Some Unilever investors are pressing for the giant food entity created by a $65 billion deal with McCormick to adopt the standards on forestry and sustainabilty more broadly that the UK consumer products company has promoted.
The second largest food transaction to date that was announced in March will combine the Unilever division with McCormick’s into one company that includes brands such as Hellmann’s mayonnaise and Cholula hot sauce.
McCormick will take on oversight of a business nearly twice its current size and with a more complex global supply chain that will bring challenges linked to agriculture, commodities and small-scale farming.
Given Unilever’s historically leading position on sustainability, some investors are keen for reassurance its standards will be maintained.
“We will be seeking assurances about the intention of the combined company to uphold and build upon best practice with regard to deforestation-free sourcing of commodities,” said Vemund Olsen, senior analyst at Norwegian asset manager Storebrand, a top-100 investor in Unilever and a McCormick shareholder according to LSEG data.
CAREFUL SOURCING AND COMPLAINT SYSTEM
Those practices include not sourcing from deforested or converted land along the supply chain, having a public system for complaints, and ensuring full traceability of commodities to plantations, he added.
A spokesperson for Frankfurt-based Union Investment, a top-40 investor in both companies, according to LSEG data, said it would seek transparency “about how it integrates sustainable practices moving forward”.
Under U.S. rules, Hunt Valley, Maryland-based McCormick is not required to disclose the same detailed sustainability information that UK-based Unilever faces in Europe.
Companies with significant European operations are expected to comply with EU‑level sustainability reporting rules. But that compliance may take years, leaving a transition period where disclosure standards depend largely on company commitments.
“If Unilever-McCormick decide to turn their backs (on sustainability), this could create significant risk for shareholders and the new entity,” said Cailin Dendas, environmental health program senior coordinator at shareholder group As You Sow.
“We saw this happen when Kellanova separated from Kellogg in 2023 and dropped its pesticide commitments, among other sustainability goals.”
Mars, which acquired Kellanova last year, said environmental impact is assessed alongside business performance when making acquisitions.

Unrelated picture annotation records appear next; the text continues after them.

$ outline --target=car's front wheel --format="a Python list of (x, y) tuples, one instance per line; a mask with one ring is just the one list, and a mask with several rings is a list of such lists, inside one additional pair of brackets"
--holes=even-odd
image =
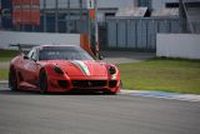
[(40, 92), (46, 93), (48, 89), (48, 81), (47, 81), (47, 74), (45, 70), (41, 70), (39, 74), (39, 87), (40, 87)]

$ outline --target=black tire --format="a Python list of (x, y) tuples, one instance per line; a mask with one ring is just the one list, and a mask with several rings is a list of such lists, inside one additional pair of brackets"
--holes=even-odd
[(45, 70), (41, 70), (39, 74), (39, 88), (40, 93), (44, 94), (47, 92), (48, 89), (48, 81), (47, 81), (47, 75)]
[(9, 71), (9, 87), (12, 91), (17, 91), (18, 90), (18, 86), (17, 86), (17, 75), (16, 75), (16, 71), (14, 69), (10, 69)]

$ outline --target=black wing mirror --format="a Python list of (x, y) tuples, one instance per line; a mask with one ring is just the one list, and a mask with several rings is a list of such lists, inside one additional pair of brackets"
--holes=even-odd
[(24, 57), (24, 59), (26, 59), (26, 60), (29, 59), (29, 57), (28, 57), (27, 55), (24, 55), (23, 57)]

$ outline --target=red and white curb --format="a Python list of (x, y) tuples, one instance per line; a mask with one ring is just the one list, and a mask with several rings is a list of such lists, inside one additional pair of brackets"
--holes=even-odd
[(162, 91), (138, 91), (138, 90), (122, 90), (120, 94), (168, 99), (168, 100), (179, 100), (187, 102), (200, 102), (200, 95), (196, 94), (180, 94), (180, 93), (168, 93)]
[[(0, 88), (8, 89), (8, 81), (0, 81)], [(180, 93), (168, 93), (162, 91), (140, 91), (140, 90), (121, 90), (119, 94), (129, 96), (140, 96), (159, 98), (167, 100), (178, 100), (187, 102), (200, 102), (200, 95), (196, 94), (180, 94)]]

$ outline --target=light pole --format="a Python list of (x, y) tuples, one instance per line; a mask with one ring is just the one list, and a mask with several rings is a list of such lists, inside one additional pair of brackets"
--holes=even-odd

“As integration progresses, Kellanova will be incorporated into Mars broader sustainability commitments, including our Net Zero Roadmap and sustainability governance frameworks,” a Mars spokesperson said.
Unilever will be the biggest investor in the new company with a near 10% stake and four board directors. But smaller shareholders will have limited ability to directly influence the board.
Asked whether Unilever would leverage its shareholding in McCormick to push the spice maker into living up to Unilever’s standards, a company spokesperson told Reuters: “We are working closely with McCormick ahead of the completion of the transaction to support the transition of our Foods‑related sustainability programmes and commitments.”